The use of fMRI in lie detection brings up many of the same issues as the use of polygraphs, the so-called ‘lie detectors,’ which compare physiological measurements of arousal during questioning to the same measurements during a neutral baseline. Polygraphs can be moderately accurate at detecting deception (around 70 per cent), but also have very high rates of false positives (around 65 per cent). According to creators of fMRI lie-detection, these methods are about 90 per cent accurate. However, as discovered in a study by Giorgio Ganis and colleagues published in NeuroImage, associating covert movements or mental imagery with irrelevant or baseline stimuli can reduce that rate to 33 per cent – less than chance.

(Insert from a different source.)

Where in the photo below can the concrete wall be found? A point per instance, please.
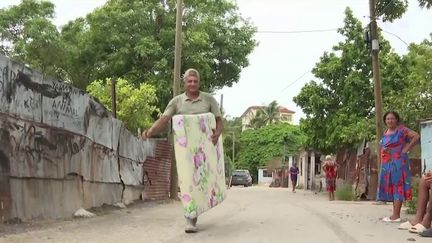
(262, 179)
(61, 150)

This vulnerability to false positives, and to simple countermeasures, is only one technical limit to fMRI deception detection. Other issues exist, especially as laboratory studies of lie-detection have all involved willing, neurotypical (those without a developmental or psychiatric disorder strongly affecting mental function) participants in a safe lab setting, instructed to give a binary true/false response, none of which might be true in law enforcement or other similar settings, as discussed by Jeffrey Simpson in the Journal of the American Academy of Psychiatry and the Law, among others.

Technically speaking, fMRI may not be effective for deception detection, and the possibility of false positives remains. There are also a host of ethical and legal issues. Given the persuasive nature of fMRI results, even equivocal findings might be taken as strong evidence of an individual’s guilt or dishonesty. Privacy issues are highly relevant, as individuals are generally assumed to have some right to their private thoughts. Furthermore, conflicts of interest abound. In a recent American civil case, for example, a private corporation scanned their client a second time after the first scan delivered a ‘guilty’ result, on the grounds that their client had been tired during the first scan.

Of particular concern is the inaccessibility of fMRI technology. Scanners are expensive, running into hundreds of dollars per hour of scanning, and data processing and presentation requires a high level of expertise. If used by the legal system, criminal defendants may lack the resources to hire their own experts or pay for their own fMRI evidence. The costly nature would widen existing disparity between wealthy and poor defendants’ ability to defend themselves, as wealthier individuals would be able to afford convincing fMRI evidence of their innocence, and poorer individuals would not.

Similar problems regarding technical ability and economic disparity plague other potential applications of fMRI. While pain researchers have made a great deal of progress in determining neural correlates for the perception and experience of pain, given the subjective nature, it is not possible to say whether an individual is in pain simply by assessing brain activity. This problem exists throughout the medical field, where diagnoses based primarily on brain scans can run up against subjective experience, risking further denial of medical resources to individuals who already struggle to obtain help.